Malang tak dapat dinyana, tak biasanya surat kabar lokal yang biasanya (baca: di tahun-tahun sebelumnya) cukup vokal membicarakan tentang perhelatan itu kini bergeming. Tak ada satu pun tulisan mengenai ajang Pemilihan Duta Wisata Kota Probolinggo 2012 ini. Tampak seakan perhelatan ini bukanlah suatu acara yang penting untuk diberitakan. Tak layak berita.

Apa yang salah?

Memang tak salah jika masyarakat mempertanyakannya: Mengapa gelaran kali ini tak sesemarak tahun-tahun sebelumnya?
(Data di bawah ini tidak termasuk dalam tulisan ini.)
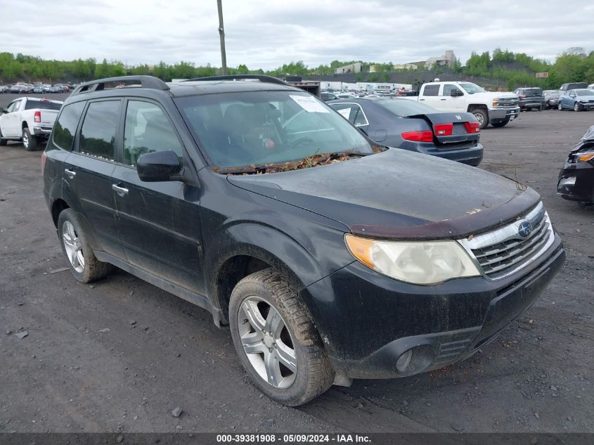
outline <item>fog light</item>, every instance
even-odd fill
[[[396,362],[396,369],[401,373],[406,373],[406,368],[411,364],[411,359],[413,357],[413,350],[408,349],[398,358]]]

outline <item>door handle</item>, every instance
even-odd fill
[[[117,184],[112,184],[111,188],[113,191],[116,193],[120,195],[120,196],[125,196],[128,194],[128,189],[124,187],[120,187]]]

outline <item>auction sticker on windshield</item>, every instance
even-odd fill
[[[307,112],[330,112],[313,96],[293,96],[292,94],[290,94],[289,96],[293,101],[297,103],[299,106]]]

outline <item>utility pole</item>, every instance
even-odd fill
[[[219,6],[219,36],[221,37],[221,60],[223,63],[223,75],[227,74],[227,56],[225,54],[225,29],[223,27],[223,3],[217,0]]]

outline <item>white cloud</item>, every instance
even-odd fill
[[[553,60],[592,47],[594,5],[578,0],[223,0],[229,66],[332,60],[406,63],[495,48]],[[216,0],[42,0],[3,6],[0,48],[44,58],[221,64]],[[571,17],[571,20],[563,20]]]

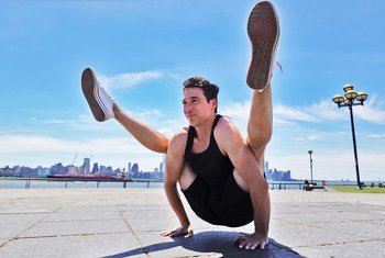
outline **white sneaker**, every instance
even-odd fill
[[[103,122],[114,116],[112,111],[113,100],[99,86],[99,81],[91,68],[86,68],[81,74],[81,89],[97,121]]]
[[[262,91],[272,78],[274,56],[279,38],[279,20],[271,2],[255,4],[248,21],[252,58],[248,72],[250,88]]]

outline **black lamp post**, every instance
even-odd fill
[[[310,156],[310,179],[311,179],[311,183],[312,183],[312,158],[311,158],[312,150],[309,149],[308,154]]]
[[[353,90],[352,85],[345,85],[343,87],[345,96],[337,94],[333,98],[333,102],[338,104],[338,108],[349,106],[350,111],[350,122],[352,125],[352,137],[353,137],[353,149],[354,149],[354,160],[355,160],[355,173],[356,173],[356,183],[358,189],[362,189],[360,181],[360,169],[359,169],[359,158],[356,154],[356,143],[355,143],[355,131],[354,131],[354,120],[353,120],[353,105],[364,105],[364,101],[367,99],[367,94],[365,92],[356,93]]]

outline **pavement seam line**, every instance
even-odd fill
[[[308,248],[308,247],[317,247],[317,246],[334,246],[334,245],[345,245],[345,244],[367,243],[367,242],[383,242],[383,240],[385,240],[385,238],[363,239],[363,240],[345,240],[345,242],[322,243],[322,244],[307,245],[307,246],[294,246],[293,248]]]
[[[51,214],[57,212],[58,210],[61,210],[61,207],[56,209],[55,211],[48,213],[45,217],[41,218],[40,221],[37,221],[36,223],[34,223],[32,226],[28,227],[26,229],[24,229],[23,232],[20,232],[18,235],[13,236],[11,239],[9,239],[8,242],[3,243],[2,245],[0,245],[0,248],[4,247],[6,245],[8,245],[9,243],[19,238],[20,235],[22,235],[23,233],[28,232],[29,229],[31,229],[32,227],[34,227],[35,225],[37,225],[38,223],[41,223],[42,221],[44,221],[45,218],[47,218]]]
[[[135,237],[135,240],[139,243],[139,245],[141,246],[143,253],[150,257],[150,251],[147,250],[146,246],[143,245],[143,243],[141,242],[141,239],[139,238],[139,236],[136,235],[135,231],[131,227],[131,225],[129,224],[129,222],[124,218],[123,214],[121,211],[118,211],[120,217],[122,218],[125,227],[130,231],[130,233]]]

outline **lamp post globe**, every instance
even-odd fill
[[[353,105],[364,105],[364,101],[367,99],[367,94],[363,91],[359,93],[355,92],[354,87],[351,83],[348,83],[343,87],[345,92],[344,97],[341,94],[336,94],[332,101],[338,105],[338,108],[348,106],[350,111],[350,122],[352,127],[352,139],[353,139],[353,150],[354,150],[354,162],[355,162],[355,175],[358,189],[362,189],[360,180],[360,169],[359,169],[359,155],[356,152],[356,141],[355,141],[355,130],[354,130],[354,120],[353,120]],[[311,159],[311,153],[308,152]]]

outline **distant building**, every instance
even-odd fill
[[[98,173],[99,172],[99,164],[95,162],[92,167],[92,173]]]
[[[66,175],[67,169],[61,162],[58,162],[58,164],[51,167],[50,173],[51,175]]]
Sebab, sebagaimana kita ketahui bersama, pemenang Kang Yuk adalah salah satu ikon pemuda Kota Probolinggo yang nantinya akan mewakili Pemkot di ajang berikutnya (baca: Raka Raki Jawa Timur) dan mengemban misi khusus untuk mengembangkan sektor pariwisata Kota Probolinggo, bersama Dinas Pemuda, Olahraga, Budaya dan Pariwisata (Dispobpar) selaku leading sector-nya. Namun, ketika hal ini menjadi tak layak muat di media, di manakah letak kesalahannya? Dan masih perlukah ajang seperti ini dipertahankan untuk tetap dilaksanakan?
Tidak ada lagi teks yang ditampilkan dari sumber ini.